"Japan is a good example because they've closed virtually all of their nuclear plants," Rafuse says. "They have to start burning something besides atoms, and natural gas is the most logical thing economically and environmentally."
But while natural gas is certainly cleaner than fuels like coal—natural gas releases 44 percent less greenhouse gases than coal and 30 percent less than oil—with more development of shale gas and oil to export, experts warn that more methane, a greenhouse gas 20 times more potent than carbon dioxide, could be released. And because the climate equation is global, emissions reductions in Japan through reduced coal use mean little if methane emissions skyrocket in the United States, experts say.
Critics have also challenged the purported economic benefits of natural gas exports, arguing that shipping large amounts of the fuel could jack up prices for consumers and manufacturers. In testimony given before the Senate Committee on Energy and Natural Resources in February, Dow Chairman and CEO Andrew Liveris argued that unfettered exports of U.S. natural gas would have disastrous consequences for the economy.
"It is easy to see why everyone else wants our gas—to relieve the pressure they feel on their prices," Liveris said in prepared remarks. "And that is why unchecked gas exports will create a massive imbalance between supply and demand in North America."
But others, including Cunningham and Rafuse, aren't so sure limiting gas exports is the answer. In fact, there's reason to believe the export opportunity is actually much smaller than is usually perceived, mostly because there are other countries besides the United States—Australia, Canada, Russia, Mozambique—that are vying for gas markets in Asia and Europe.

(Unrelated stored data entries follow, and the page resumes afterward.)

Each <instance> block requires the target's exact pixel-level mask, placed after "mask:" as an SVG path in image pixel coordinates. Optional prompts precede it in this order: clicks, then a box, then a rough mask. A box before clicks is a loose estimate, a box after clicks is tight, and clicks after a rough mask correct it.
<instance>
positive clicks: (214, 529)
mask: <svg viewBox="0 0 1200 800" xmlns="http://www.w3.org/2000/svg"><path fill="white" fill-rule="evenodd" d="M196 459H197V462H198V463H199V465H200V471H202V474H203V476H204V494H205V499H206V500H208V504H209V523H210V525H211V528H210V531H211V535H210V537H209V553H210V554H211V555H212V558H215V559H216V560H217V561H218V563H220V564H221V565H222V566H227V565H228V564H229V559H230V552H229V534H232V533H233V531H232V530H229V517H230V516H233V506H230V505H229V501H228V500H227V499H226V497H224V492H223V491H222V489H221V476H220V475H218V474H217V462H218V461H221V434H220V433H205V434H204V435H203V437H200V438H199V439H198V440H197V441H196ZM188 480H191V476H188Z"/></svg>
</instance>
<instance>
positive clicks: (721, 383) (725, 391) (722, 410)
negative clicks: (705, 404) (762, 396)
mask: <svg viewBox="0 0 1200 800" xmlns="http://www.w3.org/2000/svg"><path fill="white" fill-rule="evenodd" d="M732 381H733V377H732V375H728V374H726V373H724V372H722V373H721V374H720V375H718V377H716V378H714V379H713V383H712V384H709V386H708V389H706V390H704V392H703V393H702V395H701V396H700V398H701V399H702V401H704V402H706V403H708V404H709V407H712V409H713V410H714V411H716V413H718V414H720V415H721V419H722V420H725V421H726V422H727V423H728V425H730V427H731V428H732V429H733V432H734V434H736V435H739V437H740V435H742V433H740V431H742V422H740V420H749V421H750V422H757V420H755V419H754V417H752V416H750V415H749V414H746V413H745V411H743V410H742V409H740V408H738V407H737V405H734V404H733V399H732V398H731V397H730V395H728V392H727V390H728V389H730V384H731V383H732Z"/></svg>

Because export facilities are immensely expensive to construct, most companies require long-term contracts with customers. That means even with increased demand from countries such as Japan, the overall universe of natural gas demand isn't likely to increase dramatically fueling the kind of large-scale exports some critics say could drive up domestic prices in the United States.
"Even after the first of those contracts fades away, exports would probably only build slowly," Rafuse says.